Connected Places Catapult part of winning consortium at the Self Driving Industry Awards
On Friday 24 October 2025, the Self Driving Industry awards took place in Margate, celebrating excellence in automated mobility in the UK and internationally.
The 2025 Project of the Year award was awarded to evolvAD, which was led by Nissan alongside a consortium of partners including Connected Places Catapult. The project was recognised for demonstrating the aptitude of autonomous driving (AD) technology in dealing with speed bumps, mini-roundabouts, width restrictions and oncoming traffic, as well as rural lanes with extreme cambers and blind bends.

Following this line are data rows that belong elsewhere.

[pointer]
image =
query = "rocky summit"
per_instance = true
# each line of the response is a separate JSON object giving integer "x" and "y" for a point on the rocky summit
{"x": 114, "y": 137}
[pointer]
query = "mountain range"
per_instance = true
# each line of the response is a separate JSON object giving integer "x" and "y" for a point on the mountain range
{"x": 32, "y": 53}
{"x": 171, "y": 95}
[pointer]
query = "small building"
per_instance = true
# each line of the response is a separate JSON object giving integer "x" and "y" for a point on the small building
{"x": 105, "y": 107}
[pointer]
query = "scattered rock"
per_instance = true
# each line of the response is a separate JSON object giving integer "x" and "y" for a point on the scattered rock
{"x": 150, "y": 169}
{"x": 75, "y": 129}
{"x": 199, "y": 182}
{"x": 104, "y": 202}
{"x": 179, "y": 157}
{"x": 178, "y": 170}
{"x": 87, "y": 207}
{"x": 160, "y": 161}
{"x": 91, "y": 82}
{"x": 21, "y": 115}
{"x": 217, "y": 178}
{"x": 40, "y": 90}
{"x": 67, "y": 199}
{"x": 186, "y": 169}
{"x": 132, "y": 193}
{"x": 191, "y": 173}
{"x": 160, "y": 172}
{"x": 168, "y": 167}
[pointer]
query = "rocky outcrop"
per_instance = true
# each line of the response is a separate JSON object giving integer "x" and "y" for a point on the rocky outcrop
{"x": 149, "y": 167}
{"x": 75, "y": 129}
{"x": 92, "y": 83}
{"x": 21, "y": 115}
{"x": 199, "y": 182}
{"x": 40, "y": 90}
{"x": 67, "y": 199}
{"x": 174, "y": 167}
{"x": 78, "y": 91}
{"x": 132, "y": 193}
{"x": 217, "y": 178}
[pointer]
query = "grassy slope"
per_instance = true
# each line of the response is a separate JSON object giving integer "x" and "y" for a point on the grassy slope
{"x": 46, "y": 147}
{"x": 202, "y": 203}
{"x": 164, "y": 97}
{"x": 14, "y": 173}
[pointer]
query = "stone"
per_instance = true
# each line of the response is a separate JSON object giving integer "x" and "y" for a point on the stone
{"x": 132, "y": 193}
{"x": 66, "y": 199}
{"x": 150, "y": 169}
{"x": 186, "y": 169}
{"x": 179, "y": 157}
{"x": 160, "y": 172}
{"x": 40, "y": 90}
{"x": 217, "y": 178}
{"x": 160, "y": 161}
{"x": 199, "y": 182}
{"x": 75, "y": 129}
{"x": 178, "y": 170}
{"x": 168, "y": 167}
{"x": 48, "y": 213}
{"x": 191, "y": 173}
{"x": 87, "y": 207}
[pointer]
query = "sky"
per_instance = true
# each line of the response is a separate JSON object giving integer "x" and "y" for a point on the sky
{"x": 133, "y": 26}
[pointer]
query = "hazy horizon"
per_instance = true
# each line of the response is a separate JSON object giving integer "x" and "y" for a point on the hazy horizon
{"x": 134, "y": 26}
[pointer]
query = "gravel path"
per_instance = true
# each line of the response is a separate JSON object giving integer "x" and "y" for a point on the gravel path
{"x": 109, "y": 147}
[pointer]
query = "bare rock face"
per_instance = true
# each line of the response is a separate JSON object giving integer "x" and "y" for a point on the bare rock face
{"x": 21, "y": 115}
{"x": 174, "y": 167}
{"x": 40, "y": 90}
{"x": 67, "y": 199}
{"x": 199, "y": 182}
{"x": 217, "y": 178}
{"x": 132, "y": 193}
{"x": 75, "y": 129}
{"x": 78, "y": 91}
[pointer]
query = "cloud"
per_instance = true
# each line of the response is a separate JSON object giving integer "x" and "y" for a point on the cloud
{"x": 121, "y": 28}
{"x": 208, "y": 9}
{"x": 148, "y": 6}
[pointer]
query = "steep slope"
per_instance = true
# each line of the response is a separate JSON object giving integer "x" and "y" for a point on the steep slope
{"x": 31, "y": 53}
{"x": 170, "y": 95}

evolvAD: rigorous testing of autonomous driving technology in the UK
During the project, Connected and Autonomous Vehicles (CAVs) were tested in various simulators and on private test-tracks before being introduced onto the Smart Mobility Living Lab (SMLL) network. Here, the vehicle experienced challenging and narrow urban, residential, and rural roads for the most rigorous test of AD technology ever in the UK.
Over 21 months, evolvAD was delivered by a consortium of partners, each contributing specialist expertise:
- Nissan: Lead partner and leading the development of the connected and autonomous vehicles (CAV) trialled during the project
- Connected Places Catapult: Applying advanced AI techniques to generate cost-effective high-definition maps from aerial imagery
- SBD Automotive: On board cyber security and advanced safety case
- TRL: Further developing vehicle system validation processes utilising infrastructure on the Smart Mobility Living Lab (SMLL) testbed
Working in collaboration with these partners, the Catapult’s geospatial specialists developed an AI tool to extract road features from satellite imagery for use in the high-definition maps that underpin AD systems. Validating the outputs with Nissan, the tool can be used for a range of AD-related applications where detailed information about road features are needed.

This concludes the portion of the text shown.